Understanding Truncated Positional Encodings for Graph Neural Networks
English summary
This paper studies the theoretical expressiveness of truncated positional encodings (PEs) for graph neural networks, which are commonly used in practice for computational efficiency. It shows that under truncation, previously equivalent PE families (spectral and walk-based) become fundamentally different in expressive power, with truncated spectral PEs losing their advantage and becoming no stronger than the 1-WL test. The authors introduce k-harmonic distances to further compare closely related truncated spectral PEs. Experiments on real-world datasets demonstrate that mixing different truncated PE families yields better performance than using any single family.
Chinese summary
本文研究了图神经网络中截断位置编码的理论表达能力,这些编码因计算效率而在实践中普遍使用。研究表明,在截断条件下,原本表达能力等价的谱编码和游走编码系列产生了根本性差异,其中截断谱编码不再强于1-WL测试。作者引入了k-调和距离来进一步对比相近的截断谱编码。在真实数据集上的实验表明,混合不同截断编码系列的表现优于使用任何单一编码系列。
Key points
The paper provides the first theoretical analysis of truncated positional encodings (PEs) for GNNs, filling a gap between common practice and theoretical understanding.

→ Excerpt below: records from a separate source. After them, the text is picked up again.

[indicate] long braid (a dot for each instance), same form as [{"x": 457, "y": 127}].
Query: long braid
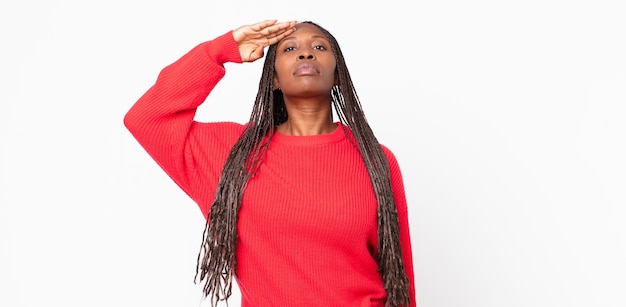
[{"x": 216, "y": 259}]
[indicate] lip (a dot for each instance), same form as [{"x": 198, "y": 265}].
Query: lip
[{"x": 306, "y": 69}]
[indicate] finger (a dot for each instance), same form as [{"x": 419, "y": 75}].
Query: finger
[
  {"x": 278, "y": 36},
  {"x": 263, "y": 24},
  {"x": 278, "y": 28}
]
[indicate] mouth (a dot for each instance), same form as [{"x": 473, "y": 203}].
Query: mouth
[{"x": 306, "y": 69}]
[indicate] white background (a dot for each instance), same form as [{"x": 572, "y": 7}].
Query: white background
[{"x": 507, "y": 117}]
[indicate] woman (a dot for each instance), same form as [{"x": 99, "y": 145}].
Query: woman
[{"x": 301, "y": 210}]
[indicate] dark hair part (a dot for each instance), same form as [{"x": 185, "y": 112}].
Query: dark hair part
[{"x": 217, "y": 261}]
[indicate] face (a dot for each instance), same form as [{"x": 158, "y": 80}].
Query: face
[{"x": 305, "y": 64}]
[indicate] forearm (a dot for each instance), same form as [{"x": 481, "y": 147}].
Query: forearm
[{"x": 162, "y": 119}]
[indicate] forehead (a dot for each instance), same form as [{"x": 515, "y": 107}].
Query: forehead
[{"x": 305, "y": 30}]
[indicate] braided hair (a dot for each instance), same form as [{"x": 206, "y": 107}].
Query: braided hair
[{"x": 217, "y": 262}]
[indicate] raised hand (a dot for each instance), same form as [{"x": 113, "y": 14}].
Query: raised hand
[{"x": 252, "y": 39}]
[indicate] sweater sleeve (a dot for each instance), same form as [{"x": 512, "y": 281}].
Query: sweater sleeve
[
  {"x": 162, "y": 120},
  {"x": 403, "y": 221}
]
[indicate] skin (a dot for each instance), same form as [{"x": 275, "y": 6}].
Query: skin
[{"x": 305, "y": 71}]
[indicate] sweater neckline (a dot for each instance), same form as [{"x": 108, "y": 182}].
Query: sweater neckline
[{"x": 307, "y": 140}]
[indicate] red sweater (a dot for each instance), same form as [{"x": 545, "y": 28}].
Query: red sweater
[{"x": 307, "y": 225}]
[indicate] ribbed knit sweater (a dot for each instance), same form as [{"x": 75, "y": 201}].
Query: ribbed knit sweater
[{"x": 307, "y": 228}]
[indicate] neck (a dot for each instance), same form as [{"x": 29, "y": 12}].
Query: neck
[{"x": 297, "y": 127}]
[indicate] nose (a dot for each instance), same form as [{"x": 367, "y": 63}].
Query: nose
[{"x": 305, "y": 55}]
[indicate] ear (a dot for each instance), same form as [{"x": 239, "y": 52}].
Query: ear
[{"x": 275, "y": 83}]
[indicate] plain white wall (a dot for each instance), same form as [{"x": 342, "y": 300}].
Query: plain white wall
[{"x": 507, "y": 118}]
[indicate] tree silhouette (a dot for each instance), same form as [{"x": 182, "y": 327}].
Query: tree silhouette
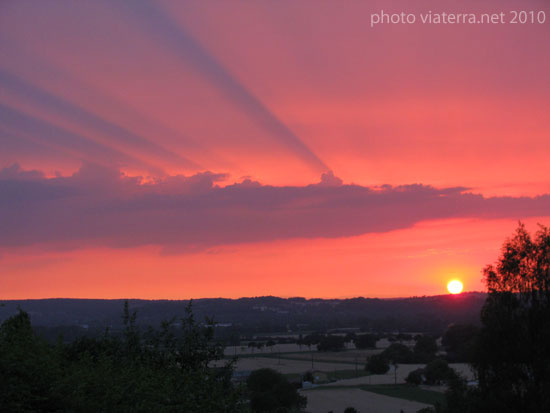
[{"x": 513, "y": 355}]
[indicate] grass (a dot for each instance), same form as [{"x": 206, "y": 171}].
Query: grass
[
  {"x": 407, "y": 392},
  {"x": 333, "y": 375},
  {"x": 346, "y": 374}
]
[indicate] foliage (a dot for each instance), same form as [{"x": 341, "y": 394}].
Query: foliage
[
  {"x": 415, "y": 377},
  {"x": 363, "y": 341},
  {"x": 270, "y": 391},
  {"x": 377, "y": 364},
  {"x": 438, "y": 371},
  {"x": 331, "y": 343},
  {"x": 158, "y": 370},
  {"x": 424, "y": 349},
  {"x": 459, "y": 342},
  {"x": 398, "y": 353},
  {"x": 513, "y": 354}
]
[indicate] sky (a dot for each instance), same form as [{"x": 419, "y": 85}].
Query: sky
[{"x": 174, "y": 150}]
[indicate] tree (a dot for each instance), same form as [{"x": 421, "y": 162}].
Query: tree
[
  {"x": 438, "y": 371},
  {"x": 512, "y": 359},
  {"x": 415, "y": 377},
  {"x": 270, "y": 391},
  {"x": 331, "y": 343},
  {"x": 377, "y": 364},
  {"x": 363, "y": 341},
  {"x": 398, "y": 353},
  {"x": 160, "y": 370},
  {"x": 459, "y": 341},
  {"x": 425, "y": 349}
]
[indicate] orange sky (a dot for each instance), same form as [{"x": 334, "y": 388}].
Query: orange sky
[{"x": 182, "y": 149}]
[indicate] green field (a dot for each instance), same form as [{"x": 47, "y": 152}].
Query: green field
[{"x": 407, "y": 392}]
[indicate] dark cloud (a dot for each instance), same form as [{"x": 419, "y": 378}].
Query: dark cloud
[{"x": 98, "y": 206}]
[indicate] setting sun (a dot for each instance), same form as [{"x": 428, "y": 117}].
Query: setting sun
[{"x": 455, "y": 287}]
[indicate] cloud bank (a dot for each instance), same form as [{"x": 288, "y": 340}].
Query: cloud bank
[{"x": 98, "y": 206}]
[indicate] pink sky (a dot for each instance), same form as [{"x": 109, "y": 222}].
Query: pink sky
[{"x": 182, "y": 149}]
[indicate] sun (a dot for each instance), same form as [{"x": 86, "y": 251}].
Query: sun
[{"x": 455, "y": 286}]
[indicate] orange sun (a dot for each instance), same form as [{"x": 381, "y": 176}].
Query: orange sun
[{"x": 455, "y": 286}]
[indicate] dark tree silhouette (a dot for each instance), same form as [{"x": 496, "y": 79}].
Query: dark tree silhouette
[
  {"x": 270, "y": 391},
  {"x": 512, "y": 353},
  {"x": 513, "y": 357}
]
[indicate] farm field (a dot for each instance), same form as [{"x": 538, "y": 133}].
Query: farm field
[{"x": 323, "y": 400}]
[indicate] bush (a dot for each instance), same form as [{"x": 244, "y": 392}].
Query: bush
[
  {"x": 364, "y": 341},
  {"x": 398, "y": 353},
  {"x": 425, "y": 349},
  {"x": 415, "y": 377},
  {"x": 331, "y": 343},
  {"x": 158, "y": 371},
  {"x": 438, "y": 371},
  {"x": 270, "y": 391},
  {"x": 377, "y": 364}
]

首次对图神经网络中常用的截断位置编码进行理论分析,填补了实践与理论之间的空白。
It proves that truncation breaks the expressive equivalence among different PE families; specifically, truncated spectral PEs are no longer more powerful than the 1-WL test.
证明截断打破了不同位置编码系列之间的表达能力等价性;具体而言,截断的谱编码不再比1-WL测试更强。
The study introduces k-harmonic distances as a tool to examine fine-grained expressive differences among truncated spectral PEs.
引入k-调和距离作为工具,考察截断谱编码之间更细微的表达能力差异。
Experiments show that combining multiple truncated PE types (a mix) outperforms using any single family on real-world graph datasets.
实验表明,在真实图数据集上,混合使用多种截断位置编码类型的效果优于单独使用任何单一系列。